Eine ähnliche Entwicklung beobachtet auch Christoph Mecke, einer der Geschäftsführer der Hamburger Medienagentur Interone. Youtube sei allerdings nicht für alle Kunden die ideale Plattform, um die eigenen Werbebotschaften an den Mann zu bringen. Oftmals stimme die Zielgruppe der Marke nicht mit dem Profil der User überein; zudem sei bei Youtube „viel Schrott“ zu finden und die Orientierung für den Zuseher deshalb schwierig. Neuere Plattformen böten demgegenüber oft eine bessere Bildqualität.
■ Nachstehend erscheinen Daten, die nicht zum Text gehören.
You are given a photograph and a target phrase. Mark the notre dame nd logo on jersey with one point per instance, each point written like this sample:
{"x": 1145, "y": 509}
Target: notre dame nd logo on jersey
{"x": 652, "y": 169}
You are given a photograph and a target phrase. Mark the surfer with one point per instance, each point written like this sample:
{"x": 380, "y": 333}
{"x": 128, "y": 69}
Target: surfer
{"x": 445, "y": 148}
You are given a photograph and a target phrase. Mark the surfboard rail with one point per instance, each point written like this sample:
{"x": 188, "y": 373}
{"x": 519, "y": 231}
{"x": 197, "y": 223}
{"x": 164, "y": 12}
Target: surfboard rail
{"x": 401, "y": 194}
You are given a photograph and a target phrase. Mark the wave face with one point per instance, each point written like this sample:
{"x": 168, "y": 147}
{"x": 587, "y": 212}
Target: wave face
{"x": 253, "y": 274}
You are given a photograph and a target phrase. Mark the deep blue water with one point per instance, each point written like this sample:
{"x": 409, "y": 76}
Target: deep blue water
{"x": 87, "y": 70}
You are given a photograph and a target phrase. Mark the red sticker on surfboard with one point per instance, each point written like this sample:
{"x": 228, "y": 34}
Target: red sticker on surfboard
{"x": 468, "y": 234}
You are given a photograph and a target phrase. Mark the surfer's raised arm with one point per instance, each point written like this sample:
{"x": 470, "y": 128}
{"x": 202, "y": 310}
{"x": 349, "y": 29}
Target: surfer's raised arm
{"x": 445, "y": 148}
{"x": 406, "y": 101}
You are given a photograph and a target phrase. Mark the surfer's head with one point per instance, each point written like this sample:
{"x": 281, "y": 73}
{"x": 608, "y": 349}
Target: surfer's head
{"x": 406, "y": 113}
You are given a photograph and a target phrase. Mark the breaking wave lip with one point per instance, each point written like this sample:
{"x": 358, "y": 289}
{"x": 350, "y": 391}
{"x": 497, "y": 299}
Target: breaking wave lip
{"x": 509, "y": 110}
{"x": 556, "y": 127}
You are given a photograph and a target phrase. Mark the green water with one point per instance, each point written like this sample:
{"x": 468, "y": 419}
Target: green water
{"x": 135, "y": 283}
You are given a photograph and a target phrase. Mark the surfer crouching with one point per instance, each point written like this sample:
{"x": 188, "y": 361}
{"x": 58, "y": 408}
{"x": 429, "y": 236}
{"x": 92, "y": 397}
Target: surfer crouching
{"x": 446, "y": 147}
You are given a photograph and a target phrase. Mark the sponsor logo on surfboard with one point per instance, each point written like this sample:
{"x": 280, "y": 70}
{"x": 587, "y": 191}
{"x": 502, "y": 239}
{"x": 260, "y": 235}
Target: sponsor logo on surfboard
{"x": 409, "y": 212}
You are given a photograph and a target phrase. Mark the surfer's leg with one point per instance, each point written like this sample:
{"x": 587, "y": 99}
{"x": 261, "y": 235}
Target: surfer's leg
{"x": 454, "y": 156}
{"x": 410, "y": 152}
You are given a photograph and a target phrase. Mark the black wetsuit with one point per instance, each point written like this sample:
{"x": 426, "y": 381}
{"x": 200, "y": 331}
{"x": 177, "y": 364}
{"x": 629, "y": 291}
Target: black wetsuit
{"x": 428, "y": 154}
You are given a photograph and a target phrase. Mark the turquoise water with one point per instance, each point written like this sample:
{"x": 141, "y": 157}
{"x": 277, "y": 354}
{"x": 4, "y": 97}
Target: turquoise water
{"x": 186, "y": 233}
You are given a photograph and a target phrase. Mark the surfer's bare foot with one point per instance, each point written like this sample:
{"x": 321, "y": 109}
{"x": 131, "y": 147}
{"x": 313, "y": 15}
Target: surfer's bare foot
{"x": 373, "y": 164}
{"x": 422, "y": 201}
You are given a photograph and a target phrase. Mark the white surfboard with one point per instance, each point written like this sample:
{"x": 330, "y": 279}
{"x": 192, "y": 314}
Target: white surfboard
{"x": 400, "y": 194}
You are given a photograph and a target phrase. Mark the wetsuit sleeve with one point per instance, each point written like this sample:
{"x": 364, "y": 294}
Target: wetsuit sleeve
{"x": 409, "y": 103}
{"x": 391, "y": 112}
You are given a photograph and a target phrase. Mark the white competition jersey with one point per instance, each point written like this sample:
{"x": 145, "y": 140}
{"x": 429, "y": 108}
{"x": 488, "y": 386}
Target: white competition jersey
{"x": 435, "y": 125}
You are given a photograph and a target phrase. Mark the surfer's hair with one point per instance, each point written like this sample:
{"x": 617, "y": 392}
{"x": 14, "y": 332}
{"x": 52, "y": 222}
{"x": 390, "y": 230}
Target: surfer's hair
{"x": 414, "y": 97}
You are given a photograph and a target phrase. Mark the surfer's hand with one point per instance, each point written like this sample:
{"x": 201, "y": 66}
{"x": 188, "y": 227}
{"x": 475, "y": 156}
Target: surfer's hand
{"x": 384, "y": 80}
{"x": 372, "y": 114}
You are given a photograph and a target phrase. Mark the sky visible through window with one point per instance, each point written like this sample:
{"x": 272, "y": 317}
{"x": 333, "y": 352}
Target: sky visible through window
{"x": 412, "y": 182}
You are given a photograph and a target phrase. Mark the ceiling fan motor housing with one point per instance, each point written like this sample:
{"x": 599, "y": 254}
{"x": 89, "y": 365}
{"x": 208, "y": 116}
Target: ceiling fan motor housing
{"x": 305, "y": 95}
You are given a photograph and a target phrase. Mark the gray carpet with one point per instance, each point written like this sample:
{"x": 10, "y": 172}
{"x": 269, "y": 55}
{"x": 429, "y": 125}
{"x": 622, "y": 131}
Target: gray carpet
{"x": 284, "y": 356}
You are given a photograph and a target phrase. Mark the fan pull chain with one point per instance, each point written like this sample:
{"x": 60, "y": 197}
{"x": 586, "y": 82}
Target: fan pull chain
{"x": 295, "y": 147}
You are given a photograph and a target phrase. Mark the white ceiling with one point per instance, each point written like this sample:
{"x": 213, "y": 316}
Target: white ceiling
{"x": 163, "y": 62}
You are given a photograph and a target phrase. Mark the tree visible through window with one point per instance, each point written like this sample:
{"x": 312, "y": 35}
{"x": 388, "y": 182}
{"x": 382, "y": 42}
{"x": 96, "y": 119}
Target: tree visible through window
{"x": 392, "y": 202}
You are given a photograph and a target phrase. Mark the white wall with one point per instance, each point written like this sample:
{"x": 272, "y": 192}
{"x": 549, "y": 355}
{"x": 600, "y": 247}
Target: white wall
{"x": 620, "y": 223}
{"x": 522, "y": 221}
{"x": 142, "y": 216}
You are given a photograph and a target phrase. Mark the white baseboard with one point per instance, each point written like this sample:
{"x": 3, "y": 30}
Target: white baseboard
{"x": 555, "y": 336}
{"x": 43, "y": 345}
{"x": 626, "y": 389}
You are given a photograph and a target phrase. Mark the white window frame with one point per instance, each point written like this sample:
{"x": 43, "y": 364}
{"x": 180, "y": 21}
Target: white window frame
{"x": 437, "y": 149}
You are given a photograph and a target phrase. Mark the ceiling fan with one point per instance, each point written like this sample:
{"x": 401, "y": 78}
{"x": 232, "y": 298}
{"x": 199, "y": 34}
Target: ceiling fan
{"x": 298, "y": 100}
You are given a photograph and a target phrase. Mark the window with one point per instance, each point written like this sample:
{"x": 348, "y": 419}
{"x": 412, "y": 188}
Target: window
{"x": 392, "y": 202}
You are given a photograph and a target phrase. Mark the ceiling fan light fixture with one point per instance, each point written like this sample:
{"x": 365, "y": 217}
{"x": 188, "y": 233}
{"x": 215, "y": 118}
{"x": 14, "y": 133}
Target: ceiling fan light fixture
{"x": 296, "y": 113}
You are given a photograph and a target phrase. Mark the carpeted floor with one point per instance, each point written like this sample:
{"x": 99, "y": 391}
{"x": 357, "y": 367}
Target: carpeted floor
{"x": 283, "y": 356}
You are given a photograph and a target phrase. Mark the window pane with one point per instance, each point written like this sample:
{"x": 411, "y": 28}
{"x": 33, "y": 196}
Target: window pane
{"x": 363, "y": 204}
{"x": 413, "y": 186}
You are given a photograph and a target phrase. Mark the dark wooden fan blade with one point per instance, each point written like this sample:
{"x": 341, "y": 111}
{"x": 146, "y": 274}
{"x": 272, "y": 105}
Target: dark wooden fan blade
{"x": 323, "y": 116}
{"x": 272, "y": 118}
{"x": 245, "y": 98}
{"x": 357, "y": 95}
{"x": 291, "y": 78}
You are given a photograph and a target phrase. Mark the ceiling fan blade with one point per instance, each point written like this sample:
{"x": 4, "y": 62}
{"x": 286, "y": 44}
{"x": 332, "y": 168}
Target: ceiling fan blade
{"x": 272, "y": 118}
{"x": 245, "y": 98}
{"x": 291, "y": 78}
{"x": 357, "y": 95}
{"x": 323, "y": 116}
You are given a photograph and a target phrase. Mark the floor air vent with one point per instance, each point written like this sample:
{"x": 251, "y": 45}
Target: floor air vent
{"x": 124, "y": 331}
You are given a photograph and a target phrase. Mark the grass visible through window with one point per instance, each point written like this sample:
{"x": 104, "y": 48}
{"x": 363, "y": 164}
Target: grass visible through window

Dass deutsche Firmen Nachholbedarf in Sachen Internet-Werbung haben, räumt auch Mecke ein. Zwar beschäftige sich ein Großteil seiner Werbekunden bereits mit dem Thema, „das Tempo muss aber anziehen“. Zudem gehe bei vielen Firmen die Angst vor abschätzigen Kommentaren und einem daraus resultierenden Imageproblem um. Alle Marken seien aber mit Offenheit und einer unbeschränkten User-Diskussion gut beraten, wenn daneben andere Marketingstrategien ergriffen werden.

Erfolg lässt sich darüber hinaus nur ungenügend planen, wie das vor rund einer Woche eingestellte Amnesty-Video in Sex-sells-Manier zeigt. Gerade einmal 6000 User haben den Clip bislang gesehen; auch die offensiven Tags haben offenbar nicht mehr Zuseher anlocken können. Zweifelhaft bleibt außerdem, ob das Anliegen der Menschenrechte gerade bei jenen 6000 Gehör findet, die auf Umwegen doch noch zu Amnesty fanden. Was damit bewiesen wäre? Sex doesn't always sell - vor allem nicht, wenn es plump gemacht ist.